St. Francis? Forget it.
Only Youngstown State is able to keep playing this season. The Penguins (18-14) will host Morgan State (13-14) Wednesday night in a first-round game in the obscure collegeinsider.com Tournament.
It all further intensifies the malaise surrounding a Western Pennsylvania fan base that clearly abhors losers (Even winners in basketball appear to be nothing more than novelties.).
Former Robert Morris coach Matt Furjanic said he believes Pittsburgh fans are known for their love of a winner. With the city’s teams floundering, they don’t enjoy coming out and battling for parking spots and paying for what goes along with it — tickets, concessions — when there is more access to game telecasts and social media.
“The losing teams just don’t draw,” he said.
But does that hold true for every sport?
Remember when?
It’s not just Pitt that has had such a hard time putting together victories. The Panthers, at times, have been quite good — certainly better than the present version — since their failed bid in 2011 to make a serious run, when they lost a one-point decision to Butler in the second round.
That was 11 years ago.
Duquesne hasn’t been dancing in 45 years, though the Dukes had been respectable until this season under Dambrot, who just completed his fifth year.

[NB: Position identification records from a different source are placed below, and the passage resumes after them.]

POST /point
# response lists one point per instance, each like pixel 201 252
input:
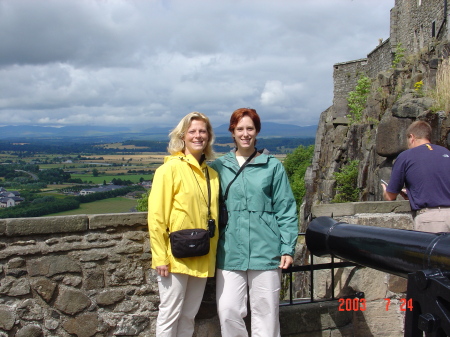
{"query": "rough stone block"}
pixel 47 225
pixel 30 330
pixel 44 287
pixel 2 227
pixel 71 301
pixel 353 208
pixel 52 265
pixel 7 317
pixel 85 325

Robert Morris, since capturing the NEC championship in 2020, has struggled in the Horizon, winning a total of eight games in two seasons.
Since that 2011 season at Pitt, where the top-seeded Panthers were eliminated in Washington, D.C., when Butler’s Matt Howard sank a free throw with 0.8 seconds left, there has been very little to dance about.
Penn State and West Virginia joined the Panthers in the NCAA Tournament in 2011. Since then, Pitt has made three more appearances with little to show.
Robert Morris qualified twice, in 2015 and 2020, and West Virginia reached the Final Four in 2010.
Since joining Division I, Robert Morris made its first two NCAA Tournament appearances in back-to-back seasons in 1982-83 under Furjanic, who said it was just a different era.
“It was a time when we were starting the whole ‘City of Champions’ mantra,” he said. “Some of what is going on today, I believe, is that the interest level has waned because the local teams haven’t been able to recruit locally as much as before.
“You just don’t have the high school players that coaches can battle over in recruiting.”
Never fear, the Pittsburgh Penguins are in the Stanley Cup conversation again and the USFL Pittsburgh Maulers are back. Now, if the Pittsburgh Pirates could ever get their act together, maybe college basketball will follow.
Dave Mackall is a TribLive contributing writer.